Afghanistan is awash with historical artefacts but soldiers are being told it's not acceptable to buy and export looted antiquities.
These are beautiful pieces. The shopkeeper prices a gold amulet displayed on his counter at $US1500 ($A1610) and a pair of gold ear-rings at $US950. A clay pot is a modest $US160.
He says they are 3000 years old.
Lieutenant Commander Andrea Argirides, staff officer with Australian headquarters at Kabul airport, reckons he could well be right.
And as such, these antiquities, on sale in a jewellery store in the base shopping precinct, are part of Afghanistan's heritage and should never leave the country.
Lieutenant Commander Argirides gives presentations to Australian troops on awareness of Afghan culture and history. That includes the message that it's not OK to buy looted antiquities.
"That is really important," she said.
"If something is regarded as antique that's different."
This is a topic on which she's deeply passionate.
"I specialise in historical archaeology in the ancient near east, mainly focusing on Iraq. My PhD is looking at the protection of cultural heritage and archaeological sites in conflict zones. I am using Iraq as a case study," she said.

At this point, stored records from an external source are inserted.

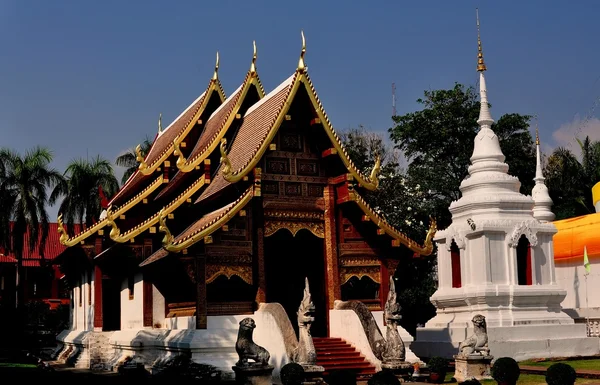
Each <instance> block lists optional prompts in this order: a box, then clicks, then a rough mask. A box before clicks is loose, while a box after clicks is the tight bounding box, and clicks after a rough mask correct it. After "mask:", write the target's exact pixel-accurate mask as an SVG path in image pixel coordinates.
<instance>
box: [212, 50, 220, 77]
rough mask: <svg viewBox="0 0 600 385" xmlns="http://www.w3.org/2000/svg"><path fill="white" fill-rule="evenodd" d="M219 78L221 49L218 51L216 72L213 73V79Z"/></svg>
mask: <svg viewBox="0 0 600 385" xmlns="http://www.w3.org/2000/svg"><path fill="white" fill-rule="evenodd" d="M218 78H219V51H217V62H216V63H215V73H214V74H213V80H217V79H218Z"/></svg>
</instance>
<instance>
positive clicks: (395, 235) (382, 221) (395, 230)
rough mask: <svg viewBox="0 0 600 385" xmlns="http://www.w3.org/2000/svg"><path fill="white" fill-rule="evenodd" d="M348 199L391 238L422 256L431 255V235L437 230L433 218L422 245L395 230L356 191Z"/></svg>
mask: <svg viewBox="0 0 600 385" xmlns="http://www.w3.org/2000/svg"><path fill="white" fill-rule="evenodd" d="M349 195H350V199H351V200H353V201H354V202H356V203H357V204H358V207H360V209H361V210H362V211H363V212H364V213H365V215H366V216H367V217H369V219H370V220H371V221H372V222H373V223H374V224H375V225H377V227H379V228H380V229H381V230H383V231H384V232H385V233H386V234H387V235H389V236H390V237H392V238H393V239H395V240H397V241H399V242H400V243H401V244H403V245H405V246H406V247H408V248H409V249H410V250H412V251H414V252H415V253H419V254H421V255H424V256H428V255H431V253H432V252H433V237H434V236H435V233H436V231H437V224H436V221H435V219H433V218H431V217H430V224H429V230H428V231H427V236H426V237H425V242H424V243H423V245H419V244H418V243H417V242H415V241H413V240H412V239H410V238H409V237H408V236H407V235H406V234H404V233H402V232H400V231H398V230H396V229H395V228H394V227H393V226H392V225H390V224H389V223H388V221H386V220H385V218H383V217H382V216H381V215H379V214H377V213H376V212H375V211H373V209H371V207H370V206H369V204H368V203H367V202H366V201H365V200H364V199H363V198H362V197H361V196H360V195H358V193H357V192H356V191H352V192H350V193H349Z"/></svg>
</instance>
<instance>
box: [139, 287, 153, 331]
mask: <svg viewBox="0 0 600 385" xmlns="http://www.w3.org/2000/svg"><path fill="white" fill-rule="evenodd" d="M142 295H143V298H142V300H143V313H144V326H153V318H152V315H153V305H154V302H153V298H152V283H151V282H149V281H147V280H146V279H144V281H143V293H142Z"/></svg>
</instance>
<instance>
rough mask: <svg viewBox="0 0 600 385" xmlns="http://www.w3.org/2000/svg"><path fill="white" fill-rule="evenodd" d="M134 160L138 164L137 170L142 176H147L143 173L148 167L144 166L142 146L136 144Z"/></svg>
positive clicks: (147, 169) (146, 174)
mask: <svg viewBox="0 0 600 385" xmlns="http://www.w3.org/2000/svg"><path fill="white" fill-rule="evenodd" d="M135 160H136V161H137V162H138V163H139V164H140V165H139V166H138V170H139V171H140V172H141V173H142V174H144V175H148V174H145V173H144V171H145V170H148V165H147V164H146V160H145V159H144V155H142V145H141V144H138V145H137V146H135Z"/></svg>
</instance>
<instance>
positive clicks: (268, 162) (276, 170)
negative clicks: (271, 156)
mask: <svg viewBox="0 0 600 385" xmlns="http://www.w3.org/2000/svg"><path fill="white" fill-rule="evenodd" d="M267 172H268V173H271V174H286V175H289V174H290V160H289V159H286V158H267Z"/></svg>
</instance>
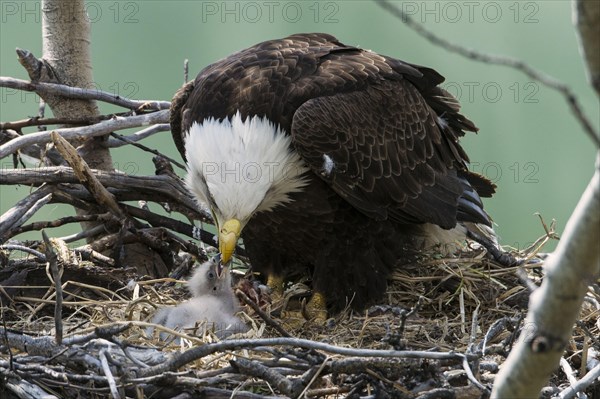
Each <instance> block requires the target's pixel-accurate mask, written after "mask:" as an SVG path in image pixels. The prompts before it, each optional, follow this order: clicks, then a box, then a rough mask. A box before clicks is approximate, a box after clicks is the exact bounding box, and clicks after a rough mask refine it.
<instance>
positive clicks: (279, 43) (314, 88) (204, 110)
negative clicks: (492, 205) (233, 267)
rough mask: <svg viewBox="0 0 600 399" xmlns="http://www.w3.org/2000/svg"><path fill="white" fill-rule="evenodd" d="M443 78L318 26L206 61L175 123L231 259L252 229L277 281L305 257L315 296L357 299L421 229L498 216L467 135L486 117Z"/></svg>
mask: <svg viewBox="0 0 600 399" xmlns="http://www.w3.org/2000/svg"><path fill="white" fill-rule="evenodd" d="M443 81H444V78H443V77H442V76H441V75H440V74H438V73H437V72H436V71H434V70H433V69H430V68H426V67H422V66H418V65H413V64H409V63H406V62H403V61H400V60H397V59H394V58H391V57H387V56H383V55H380V54H377V53H374V52H372V51H369V50H364V49H361V48H357V47H354V46H348V45H345V44H342V43H340V42H339V41H338V40H337V39H336V38H335V37H333V36H331V35H328V34H322V33H313V34H296V35H292V36H289V37H286V38H284V39H279V40H270V41H266V42H263V43H259V44H257V45H255V46H252V47H250V48H248V49H245V50H242V51H239V52H237V53H235V54H232V55H230V56H229V57H227V58H224V59H222V60H220V61H217V62H216V63H214V64H212V65H209V66H207V67H206V68H204V69H203V70H202V71H201V72H200V73H199V74H198V76H197V77H196V79H195V80H194V81H191V82H189V83H187V84H185V85H184V86H183V87H182V88H181V89H180V90H179V91H178V92H177V93H176V95H175V97H174V99H173V102H172V106H171V130H172V134H173V138H174V141H175V144H176V145H177V148H178V150H179V152H180V153H181V155H182V156H183V157H184V159H185V160H186V162H187V169H188V175H187V180H186V181H187V185H188V187H189V189H190V191H191V192H192V193H193V194H194V195H195V196H196V198H197V200H198V202H199V203H200V205H201V206H203V207H205V208H207V209H208V210H209V211H210V212H211V213H212V215H213V217H214V221H215V224H216V226H217V228H218V232H219V233H218V237H219V250H220V252H221V254H222V258H223V261H224V262H227V261H228V260H229V259H230V258H231V256H232V253H233V251H234V249H235V246H236V243H237V241H238V239H239V238H240V237H242V238H243V240H244V245H245V249H246V252H247V255H248V256H249V258H250V261H251V264H252V267H253V268H254V270H256V271H258V272H260V273H261V274H262V275H264V276H266V277H268V279H269V283H270V284H271V285H272V284H275V285H276V284H278V283H281V281H282V279H283V278H285V277H286V276H288V275H289V274H290V273H292V272H294V271H297V270H309V271H310V273H311V274H312V288H313V296H312V299H311V301H310V302H309V304H313V305H314V307H315V309H322V308H323V307H324V306H325V304H327V306H328V308H329V309H330V310H334V311H335V310H339V309H342V308H344V307H345V306H346V305H347V304H349V303H350V304H351V306H352V307H353V308H355V309H361V308H364V306H366V305H368V304H370V303H372V302H374V301H376V300H377V299H380V298H381V297H382V296H383V294H384V293H385V289H386V284H387V278H388V276H389V273H390V271H391V270H392V269H393V268H394V267H395V266H396V265H397V264H398V262H401V261H402V260H403V259H404V260H406V259H408V258H409V257H410V256H412V255H414V254H415V253H416V252H418V250H419V249H420V248H421V247H422V246H423V245H424V243H426V242H436V240H437V241H439V239H438V237H441V236H444V234H440V233H443V232H444V231H452V232H459V233H461V234H463V237H464V232H465V231H466V230H467V229H468V228H469V226H470V225H473V226H491V222H490V218H489V217H488V215H487V214H486V212H485V211H484V210H483V205H482V202H481V198H480V197H485V196H491V195H492V194H493V192H494V189H495V187H494V185H493V184H492V183H491V182H490V181H488V180H487V179H486V178H484V177H482V176H480V175H477V174H475V173H472V172H470V171H469V169H468V157H467V154H466V153H465V151H464V150H463V148H462V147H461V146H460V144H459V138H460V137H462V136H463V135H464V134H465V132H466V131H471V132H475V131H477V128H476V127H475V125H474V124H473V123H472V122H471V121H470V120H468V119H467V118H465V117H464V116H463V115H461V114H460V113H459V104H458V101H457V100H456V99H455V98H454V97H453V96H452V95H451V94H450V93H448V92H447V91H446V90H444V89H443V88H441V87H439V84H440V83H442V82H443ZM442 241H443V239H442Z"/></svg>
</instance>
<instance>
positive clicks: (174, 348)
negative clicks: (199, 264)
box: [0, 239, 600, 398]
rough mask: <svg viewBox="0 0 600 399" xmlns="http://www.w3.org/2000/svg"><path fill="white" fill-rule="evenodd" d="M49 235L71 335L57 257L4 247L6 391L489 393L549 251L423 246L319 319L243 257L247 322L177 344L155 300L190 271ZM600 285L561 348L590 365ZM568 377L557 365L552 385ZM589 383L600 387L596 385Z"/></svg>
mask: <svg viewBox="0 0 600 399" xmlns="http://www.w3.org/2000/svg"><path fill="white" fill-rule="evenodd" d="M50 246H51V247H52V248H54V250H53V251H50V252H49V251H48V248H45V249H44V252H45V253H46V254H49V253H51V252H55V253H56V254H57V264H58V268H59V271H60V273H61V274H60V281H62V282H63V283H62V284H61V285H62V294H61V296H62V298H63V299H62V316H61V318H60V322H59V323H58V324H60V325H61V326H60V328H62V331H64V333H61V334H57V325H58V324H57V319H56V313H55V307H56V303H57V301H56V294H57V293H56V290H55V287H54V285H53V284H52V281H55V279H54V278H53V275H52V272H51V270H50V266H49V264H50V263H51V262H43V261H42V259H40V258H39V257H36V256H34V255H29V256H25V257H20V258H14V257H8V256H3V258H2V260H3V269H2V270H1V271H0V276H1V277H2V281H3V283H2V286H3V288H2V294H3V295H2V301H3V307H2V317H3V322H4V329H3V331H2V334H3V339H2V341H1V342H2V347H1V349H2V351H1V354H0V356H1V357H0V373H2V375H3V378H4V383H3V384H4V389H5V392H6V393H7V394H8V396H7V397H23V396H20V395H19V393H18V392H22V391H23V390H24V391H27V390H32V389H34V388H35V389H37V390H40V392H41V390H43V391H45V392H49V393H52V394H54V395H56V396H57V397H64V398H71V397H73V398H75V397H78V398H79V397H90V398H100V397H107V396H108V395H112V396H113V397H121V398H124V397H140V398H141V397H153V398H167V397H175V396H177V397H195V396H196V395H203V396H207V397H213V396H214V397H231V396H232V395H233V396H235V397H242V398H245V397H247V398H258V397H279V396H281V397H301V396H303V397H311V398H312V397H315V398H316V397H325V398H329V397H346V396H349V397H362V396H369V395H375V396H377V397H397V398H437V397H439V398H446V397H448V398H478V397H485V396H486V395H487V394H489V389H490V387H491V384H492V382H493V379H494V376H495V374H496V372H497V370H498V368H499V366H501V364H502V362H503V360H504V359H505V357H506V356H507V355H508V352H509V351H510V348H511V346H512V344H513V342H514V341H515V340H516V339H520V336H521V335H522V334H523V330H522V328H523V326H522V319H523V318H524V314H525V312H526V307H527V301H528V295H529V289H528V287H527V286H526V285H527V284H526V283H525V282H524V279H527V281H528V284H534V285H535V284H539V282H540V280H541V278H542V275H543V256H539V255H538V254H537V253H536V252H535V250H533V252H529V253H525V252H522V253H513V255H517V256H519V257H521V258H526V259H528V260H529V261H528V262H527V263H526V266H524V267H520V268H519V267H506V266H501V265H499V264H497V263H495V262H494V261H492V260H490V259H489V258H488V256H486V252H485V250H483V249H481V248H469V247H464V248H463V249H462V250H461V251H459V252H458V253H456V254H454V255H453V256H452V257H442V256H440V255H436V254H435V253H431V254H425V255H424V256H423V258H422V259H420V260H418V261H417V262H415V263H412V264H410V265H405V266H404V267H403V268H401V269H398V270H396V271H395V272H394V273H393V275H392V276H391V281H390V284H389V289H388V292H387V296H386V299H385V300H384V301H383V302H382V303H381V304H380V305H376V306H373V307H371V308H370V309H368V310H367V311H365V312H364V313H355V312H352V311H350V310H346V311H344V312H342V313H341V314H339V315H336V316H335V317H334V318H331V319H329V320H327V322H326V323H325V324H317V323H314V322H311V321H306V320H303V319H302V318H301V317H294V315H299V314H300V312H297V311H296V310H297V309H301V308H302V304H303V297H304V296H305V294H309V291H308V288H307V287H306V286H305V285H303V284H302V283H301V282H299V283H297V284H294V285H290V286H289V287H288V289H287V290H286V293H285V295H284V297H283V298H280V299H278V300H275V301H272V300H270V298H268V297H267V296H265V295H264V294H261V293H260V290H255V288H256V283H255V282H253V281H252V280H253V279H252V276H251V275H250V274H248V273H243V272H244V268H243V267H240V268H238V269H237V273H236V276H237V280H238V282H237V289H238V290H237V292H238V295H239V297H240V299H241V300H242V303H243V306H242V309H243V310H242V314H241V317H242V319H243V320H245V321H246V322H247V324H248V325H249V326H251V331H250V332H248V333H246V334H243V335H237V336H233V337H231V338H230V339H227V340H224V341H220V342H219V341H218V339H217V338H216V337H215V336H214V335H213V334H212V333H211V331H210V329H208V331H206V332H205V333H203V334H202V335H200V336H198V335H196V334H195V333H194V332H193V331H190V332H182V333H179V335H178V336H179V337H180V338H181V340H180V342H179V343H178V344H175V343H173V342H170V343H169V342H166V343H165V342H162V341H159V340H158V339H157V337H156V334H154V336H152V335H149V334H148V333H147V330H146V328H147V327H148V325H149V323H148V321H149V320H150V319H151V317H152V315H153V313H154V312H155V311H156V309H157V308H158V307H161V306H171V305H175V304H177V303H179V302H181V301H183V300H184V299H185V298H186V296H187V293H186V290H185V288H184V285H183V284H182V281H181V280H178V279H174V278H161V279H150V278H143V277H141V276H139V275H138V274H137V273H136V271H134V270H127V269H125V270H119V269H115V268H113V267H110V266H107V265H105V264H103V263H102V262H94V261H86V260H82V257H81V254H79V253H78V252H76V251H74V250H71V249H66V248H65V247H64V246H61V245H60V242H59V241H58V240H56V239H55V240H50ZM37 249H41V248H39V247H38V248H37ZM536 250H537V248H536ZM46 260H48V259H46ZM178 261H179V263H180V265H181V267H180V268H179V269H178V270H176V271H175V272H176V273H179V274H182V275H185V274H186V273H187V272H189V267H190V266H191V265H192V263H193V261H192V257H191V256H189V255H187V254H184V253H182V252H180V254H179V259H178ZM519 270H521V274H519V272H518V271H519ZM599 292H600V291H599V290H598V286H597V285H596V286H593V287H591V288H590V293H589V301H587V302H586V304H585V305H584V307H583V308H582V311H581V315H580V318H579V322H578V324H577V326H576V327H575V329H574V334H573V338H572V340H571V342H570V344H569V347H568V348H567V351H566V353H565V358H566V359H567V360H568V362H569V364H570V365H571V367H572V369H574V370H584V368H583V367H584V366H583V365H584V364H585V362H586V361H587V360H590V359H586V357H587V355H588V354H589V353H593V351H592V350H591V349H593V348H595V349H596V350H598V345H599V342H598V339H597V337H598V336H599V335H600V330H599V327H600V322H599V321H598V314H599V311H598V308H597V304H598V301H600V295H599ZM244 301H246V302H244ZM248 301H251V302H252V303H253V304H254V307H252V306H250V303H247V302H248ZM257 302H258V304H257ZM284 303H285V304H286V309H285V310H282V306H283V304H284ZM257 305H258V306H259V307H260V309H261V310H262V311H263V312H264V314H262V315H260V314H258V313H257V312H256V311H255V310H254V309H255V308H256V307H257ZM282 333H285V334H286V335H288V337H285V338H282V335H283V334H282ZM59 335H63V337H62V341H60V343H58V340H57V337H58V336H59ZM348 348H354V349H348ZM359 348H360V349H359ZM344 349H348V350H349V351H350V352H344ZM431 354H437V355H440V357H439V358H432V357H430V356H429V355H431ZM582 362H583V363H582ZM567 383H568V382H567V379H566V376H565V375H564V373H563V372H557V374H556V375H555V377H554V378H553V380H552V381H551V383H550V385H549V387H548V388H547V392H548V394H552V393H553V394H556V393H557V392H559V391H560V389H561V387H563V386H564V385H565V384H567ZM589 389H590V391H589V393H590V394H592V395H593V394H594V393H597V392H598V386H597V384H596V387H590V388H589ZM594 389H595V391H594ZM178 395H180V396H178ZM181 395H182V396H181ZM380 395H381V396H380Z"/></svg>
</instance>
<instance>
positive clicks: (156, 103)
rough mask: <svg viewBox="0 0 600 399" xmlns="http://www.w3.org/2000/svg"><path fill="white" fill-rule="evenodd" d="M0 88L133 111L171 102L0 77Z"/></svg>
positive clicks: (99, 91) (164, 107)
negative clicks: (7, 88)
mask: <svg viewBox="0 0 600 399" xmlns="http://www.w3.org/2000/svg"><path fill="white" fill-rule="evenodd" d="M21 51H23V50H21ZM17 53H18V50H17ZM0 87H7V88H10V89H17V90H23V91H34V92H36V93H38V94H40V95H49V94H50V95H55V96H62V97H67V98H75V99H82V100H98V101H102V102H105V103H109V104H114V105H118V106H121V107H123V108H129V109H133V110H139V109H144V110H166V109H169V107H170V106H171V102H169V101H151V100H130V99H128V98H125V97H122V96H117V95H115V94H111V93H108V92H105V91H101V90H96V89H81V88H79V87H71V86H67V85H61V84H57V83H42V82H31V81H27V80H22V79H15V78H10V77H6V76H1V77H0Z"/></svg>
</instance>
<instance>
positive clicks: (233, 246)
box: [219, 219, 242, 265]
mask: <svg viewBox="0 0 600 399" xmlns="http://www.w3.org/2000/svg"><path fill="white" fill-rule="evenodd" d="M241 231H242V224H241V223H240V221H239V220H237V219H229V220H228V221H226V222H225V223H223V226H221V229H220V230H219V252H220V253H221V262H222V264H223V265H226V264H227V263H228V262H229V261H230V260H231V256H232V255H233V252H234V251H235V246H236V244H237V241H238V239H239V238H240V233H241Z"/></svg>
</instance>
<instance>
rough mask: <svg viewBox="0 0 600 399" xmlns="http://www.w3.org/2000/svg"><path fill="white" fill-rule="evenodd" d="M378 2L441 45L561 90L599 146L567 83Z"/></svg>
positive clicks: (585, 128) (581, 108)
mask: <svg viewBox="0 0 600 399" xmlns="http://www.w3.org/2000/svg"><path fill="white" fill-rule="evenodd" d="M377 4H378V5H379V6H380V7H381V8H383V9H385V10H387V11H388V12H389V13H390V14H392V15H394V16H395V17H397V18H399V19H400V20H401V21H402V22H403V23H404V24H406V26H408V27H409V28H411V29H412V30H414V31H415V32H416V33H418V34H419V35H421V36H422V37H424V38H425V39H427V40H429V41H430V42H431V43H433V44H434V45H436V46H439V47H441V48H443V49H445V50H448V51H450V52H452V53H457V54H460V55H462V56H463V57H466V58H469V59H471V60H475V61H479V62H483V63H485V64H493V65H502V66H507V67H510V68H513V69H516V70H518V71H521V72H522V73H524V74H525V75H527V76H529V77H530V78H531V79H534V80H536V81H538V82H540V83H541V84H543V85H544V86H547V87H549V88H551V89H554V90H556V91H558V92H560V93H561V94H562V95H563V97H564V99H565V101H566V102H567V104H568V105H569V108H571V112H572V113H573V115H574V116H575V118H576V119H577V121H578V122H579V123H580V124H581V127H582V128H583V130H584V131H585V132H586V134H587V135H588V136H589V138H590V139H591V140H592V142H593V143H594V144H595V145H596V147H600V136H599V135H598V133H597V132H596V130H595V129H594V127H593V125H592V123H591V122H590V120H589V119H588V117H587V116H586V115H585V113H584V112H583V109H582V107H581V105H580V104H579V100H578V99H577V96H575V94H574V93H573V90H572V89H571V88H570V87H569V86H567V85H566V84H564V83H562V82H560V81H558V80H556V79H554V78H553V77H550V76H548V75H546V74H544V73H542V72H540V71H538V70H536V69H534V68H532V67H530V66H529V65H527V64H526V63H525V62H523V61H521V60H518V59H514V58H510V57H505V56H498V55H493V54H485V53H482V52H479V51H476V50H473V49H470V48H466V47H464V46H460V45H458V44H455V43H452V42H450V41H448V40H446V39H444V38H442V37H440V36H437V35H436V34H434V33H433V32H431V31H429V30H427V29H425V27H423V25H421V24H419V23H417V22H415V21H414V20H413V19H412V17H411V16H410V15H408V14H407V13H405V12H404V11H402V10H401V9H400V8H398V7H397V6H396V5H394V4H393V3H391V2H390V1H388V0H378V1H377Z"/></svg>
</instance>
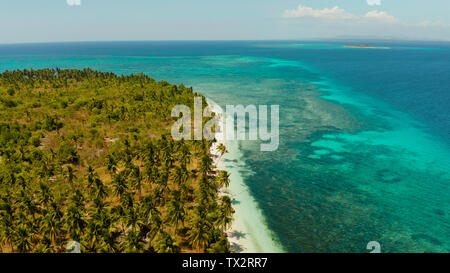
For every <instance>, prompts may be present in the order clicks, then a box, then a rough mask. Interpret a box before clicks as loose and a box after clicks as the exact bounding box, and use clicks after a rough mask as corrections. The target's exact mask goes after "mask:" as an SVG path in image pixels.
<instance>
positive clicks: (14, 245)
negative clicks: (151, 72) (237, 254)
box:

She deployed to Iraq in 2007-08, assessing some historical sites at the invitation of the US government.
Unsurprisingly, the Americans on the team referred to her as Dr Jones (of Indiana Jones fame) and on departure presented her with a fedora and whip.
Iraq, described as the cradle of civilisation, has more than 100,000 locations of archaeological interest and the concern was that US forces were in some cases building bases atop such sites.
The US did preside over one archaeological blunder. Early in the invasion, US forces failed to secure the Baghdad museum, which was speedily looted.
However, the standout archaeological atrocity occurred in Afghanistan in March 2001 when the former Taliban regime dynamited the 6th century Bamiyan Buddha statues on grounds that they offended Islam.
For anyone with even a passing interest in old stuff, Afghanistan has plenty to offer. Antique shops feature relics of the Russian occupation, from the British period plus older Islamic items.
And there are some antiquities of genuine historical interest.
"We just don't know how they got their hands on these items. There are looters out there digging in all sorts of historical sites and when they do find old pots and statues, they will give them to vendors who will sell them," she said.